Descenso al
catracho
Cuando el
viajero aluniza en Honduras deja de serlo por completo y se convierte en una
pieza más de la cadena alimenticia catracha.
Si miras al
cielo ves cómo la capital teje un suave jersey a la luna, por la noche, con
millones de cables eléctricos. Al llegar, siempre alunizando, ves como todo al
mundo se mueve y hace ruido...todos menos ella, sentada en una piedra, en medio
de la ciudad.
No me creí su
silencio, ni que estuviera callada, que no sonara nada en ella. No me creía que
sólo se escucharan las cosas ajenas a ella, como las ramas de aquel árbol roto.

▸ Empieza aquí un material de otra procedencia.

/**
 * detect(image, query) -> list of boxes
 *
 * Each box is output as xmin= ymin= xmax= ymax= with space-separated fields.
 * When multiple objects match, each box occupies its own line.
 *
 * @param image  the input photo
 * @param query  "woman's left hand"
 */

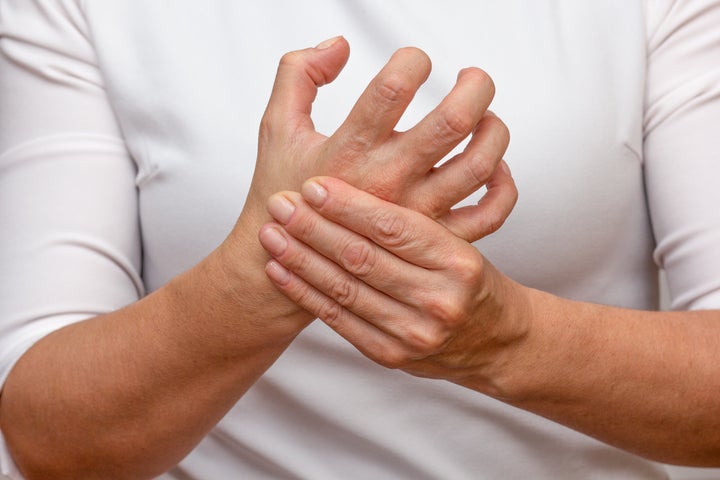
xmin=260 ymin=174 xmax=528 ymax=394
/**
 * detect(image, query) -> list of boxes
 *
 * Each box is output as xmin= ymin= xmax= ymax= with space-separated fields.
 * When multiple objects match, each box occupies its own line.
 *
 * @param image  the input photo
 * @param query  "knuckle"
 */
xmin=340 ymin=241 xmax=377 ymax=277
xmin=406 ymin=324 xmax=450 ymax=357
xmin=437 ymin=107 xmax=475 ymax=139
xmin=317 ymin=299 xmax=343 ymax=329
xmin=462 ymin=67 xmax=495 ymax=98
xmin=375 ymin=348 xmax=410 ymax=370
xmin=370 ymin=211 xmax=410 ymax=247
xmin=280 ymin=50 xmax=303 ymax=67
xmin=465 ymin=155 xmax=493 ymax=185
xmin=484 ymin=115 xmax=510 ymax=152
xmin=425 ymin=296 xmax=463 ymax=325
xmin=330 ymin=276 xmax=359 ymax=307
xmin=453 ymin=255 xmax=484 ymax=286
xmin=485 ymin=210 xmax=507 ymax=235
xmin=375 ymin=72 xmax=414 ymax=104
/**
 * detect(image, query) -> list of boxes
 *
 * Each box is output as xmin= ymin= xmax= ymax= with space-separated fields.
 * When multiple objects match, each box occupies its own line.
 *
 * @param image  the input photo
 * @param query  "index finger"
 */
xmin=333 ymin=47 xmax=432 ymax=149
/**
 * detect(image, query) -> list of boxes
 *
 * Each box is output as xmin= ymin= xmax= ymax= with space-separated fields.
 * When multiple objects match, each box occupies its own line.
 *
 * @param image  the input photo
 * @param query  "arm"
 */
xmin=261 ymin=0 xmax=720 ymax=466
xmin=0 ymin=1 xmax=506 ymax=478
xmin=261 ymin=178 xmax=720 ymax=466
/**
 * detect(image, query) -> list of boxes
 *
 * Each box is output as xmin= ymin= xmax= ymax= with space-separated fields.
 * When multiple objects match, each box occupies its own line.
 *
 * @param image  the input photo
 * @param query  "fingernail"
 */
xmin=500 ymin=160 xmax=512 ymax=177
xmin=301 ymin=180 xmax=327 ymax=207
xmin=258 ymin=227 xmax=287 ymax=257
xmin=315 ymin=35 xmax=342 ymax=50
xmin=267 ymin=194 xmax=295 ymax=224
xmin=265 ymin=260 xmax=290 ymax=285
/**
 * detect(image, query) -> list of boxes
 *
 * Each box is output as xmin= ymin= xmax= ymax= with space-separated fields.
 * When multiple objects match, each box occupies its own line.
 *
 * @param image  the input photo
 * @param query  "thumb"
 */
xmin=265 ymin=37 xmax=350 ymax=132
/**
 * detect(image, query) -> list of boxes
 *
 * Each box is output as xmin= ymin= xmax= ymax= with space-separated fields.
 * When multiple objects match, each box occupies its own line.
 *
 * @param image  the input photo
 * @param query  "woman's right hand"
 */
xmin=234 ymin=37 xmax=516 ymax=248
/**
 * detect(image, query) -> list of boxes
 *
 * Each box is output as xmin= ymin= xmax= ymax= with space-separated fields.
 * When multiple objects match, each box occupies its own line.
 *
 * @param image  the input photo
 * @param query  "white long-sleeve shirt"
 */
xmin=0 ymin=0 xmax=720 ymax=480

Se notaba que no estaba pensando sino que procuraba no hacer ruido...no sonaba
ni a despedida de tren. Desde donde la veía se podía oler a silencio puro.
Mientras tanto
el resto de lunáticos proferían agudos pitidos, arrastraban la miseria,
aceleraban corazones. Hasta las luces muertas de las farolas y las motos
sonaban fuerte y duro. Desde donde se la veía uno no podía creerse su silencio,
tan vacío de todo. Ni tampoco el de su compañero, a su lado pero como si no
estuviera allí, falso como la mano que se tiende a la luna.
A veces la
catracha se gira hacia él...y lo mira. Se observaba perfectamente cómo se podía
oír que lo miraba. Sé que las cartas de amor no existen, por eso hay que
empezar a inventarlas con grandes dosis de silencio que es, en definitiva, de
lo que se alimentan los enamorados. En definitiva se la estaba escribiendo y,
mientras quería convertirse en el operador turístico del viaje hacia su cuello,
se podía ver que cojeaba del lado derecho del pecho; y que, inválidamente,
había dejado de calzar calzado cómodo para él. Yo creo que olvidó que estaba
lleno de piedras y que era más cómodo no padecer sus caminatas.
Mientras
tanto, en Tegucigalpa, no se pueden comprar boletos hacia ninguna parada de
autobús, incluso trae a cuenta olvidarte de las dos últimas cifras de tu
teléfono. Casi siempre dan ganas de volverse hacia atrás, no con nostalgia sino
dentro del orden de cosas que nos hacen tener las cosas ordenadas. Por eso,
cuando se asimila la ciudad, entiendes que es más importante tener algo por lo
que escribir que tener que escribir de algo.
Aquí siempre
hay un lugar donde no te sientes extraño, por muy extraño que te hayas sentido
hasta ese momento. Mientras tanto, por las calles desconchadas suena como un
aspersor la gente excitada y se huele a maíz y a sudor, y a uno le dan ganas de
balancearse en el jardín de trenzas doradas de la multitud y de reconocer en
paternidad absoluta todo lo que paren.
Y llueve, por
la tarde, y golpeas con los pies el suelo de barro, lo que hace que el camino,
al secarse, vaya por el mismo sitio pero tenga una identidad diferente, otra
huella digital. Cuando vuelvo, caminos y mentes están asfaltados.